Delega di Pagamento e Rinnovo Cessione del Quinto


Esigenza di liquidità supplementare? A risoluzione di questa necessità evidenziamo due strumenti: il Rinnovo Cessione del Quinto e la Delega di Pagamento.

Avviene non infrequentemente che qualche anno dopo aver contratto un prestito contro cessione del quinto, appaia il bisogno di liquidità supplementare per fronteggiare una nuova esigenza, per la quale si può procedere al rinnovo della cessione del quinto stessa.

Iniziamo subito col evidenziare i gli aspetti positivi che include questa forma di credito:

  • Approvvigionamento di extra liquidità
  • Medesima rata o opportunità di mutarla in base alle esigenze del risparmiatore
  • Nessuna necessità di contrarre nuovi debiti oltre la cessione
  • Può essere richiesta sia dai lavoratori che dai titolari di pensione
  • Anche i protestati e i cattivi pagatori possono farne richiesta

Conosciamo insieme cosa si intenda, in modo dettagliato, per rinnovo della cessione del quinto e che requisiti occorre avere per poterlo richiedere.

Rinnovare una cessione del quinto consiste nel fare nuovamente il finanziamento, conservando invariata la rata e allungandone il periodo residuo.

Con il rinnovo una parte del netto erogato verrà impiegato per spegnere la parte rimanente del passivo in corso e la restante parte verrà erogata al consumatore. In poche parole, la precedente cessione è estinta e sostituita dal contratto appena fatto.

Il mutuatario riceverà indietro anche gli interessi del prestito preesistente non ancora maturati, congiuntamente al premio del rischio impiego e rischio vita solamente in parte goduti.

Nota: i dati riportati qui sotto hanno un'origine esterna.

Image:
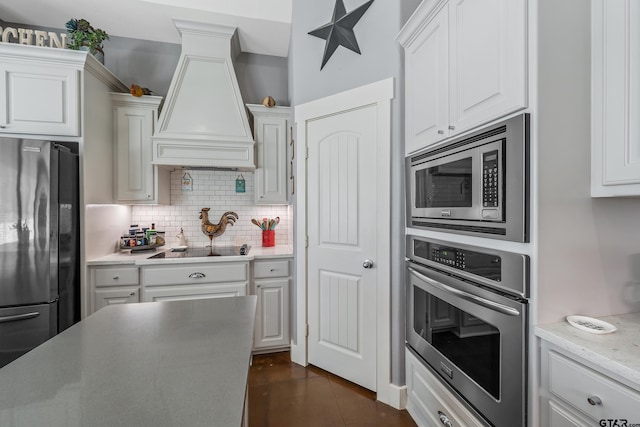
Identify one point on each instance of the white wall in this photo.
(215, 190)
(381, 58)
(588, 249)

Acciocché sia effettuabile questo procedimento è sufficiente un solo requisito, ossia che il risparmiatore abbia pagato non meno dei 2/5 del prestito in corso, se quest’ultimo è stato sottoscritto per la durata di 120 mesi.

A questa legge eccepiscono le cessioni di corso uguale o minore di cinque anni per cui è consentito il rinnovo pure antecedentemente al 40%, ma esclusivamente a patto che l’ammortamento del nuovo prestito sia di 10 anni.

In estrema sintesi, veramente è vantaggioso rinegoziare una cessione del quinto? La risposta è una: ovviamente Si.

Esaminiamo la Delega di Pagamento

Ma cosa occorre fare se si ha l’esigenza di nuova liquidità, ma non è ancora decorso il periodo decretato dalla legge?

Non vi sgomentate, in tale eventualità può arrivare in sostegno la Delega di Pagamento, o delegazione di pagamento, chiamata correntemente anche doppio quinto.

Spieghiamo subito di che si tratta.

La delega di pagamento prevede l’addebito nella busta paga di un ulteriore quinto dello stipendio, ovverosia di un ulteriore 20%. La delegazione di pagamento concede l’occasione al risparmiatore, che non possa ancora effettuare il rinnovo della cessione del quinto (o che l’abbia già eseguito), di ottenere un nuovo prestito.

In sintesi, si usa questa forma di prestito se non è ammesso rinnovare la cessione del quinto in ammortamento o quando, come già scritto, si ha necessità di una liquidità maggiore.

Evidentemente niente vieta di rinnovare simultaneamente sia la cessione del quinto sia la delega di pagamento, per avere maggiori notizie provate sul sito del “Credito in Convenzione”.

Difformemente dalla cessione del quinto, la delega di pagamento può venir richiesta unicamente dai dipendenti (non dai pensionati), un’altra differenza sta nel fatto che la delega di pagamento non è fra i diritti del lavoratore e rimane condizionata al consenso della parte datoriale, sistematicamente soggetto a Convenzioni.

Allo stesso modo che per la cessione del quinto dello stipendio, anche per il caso della delega di pagamento è contemplata l’eventualità del rinnovo. Per il rinnovo della delega di pagamento sono applicate le stesse regole di diritto vigenti per la cessione del quinto. In estrema sintesi il rinnovo della delega di pagamento rimane vincolato al rimborso di almeno i 2/5 della rateizzazione rimanente.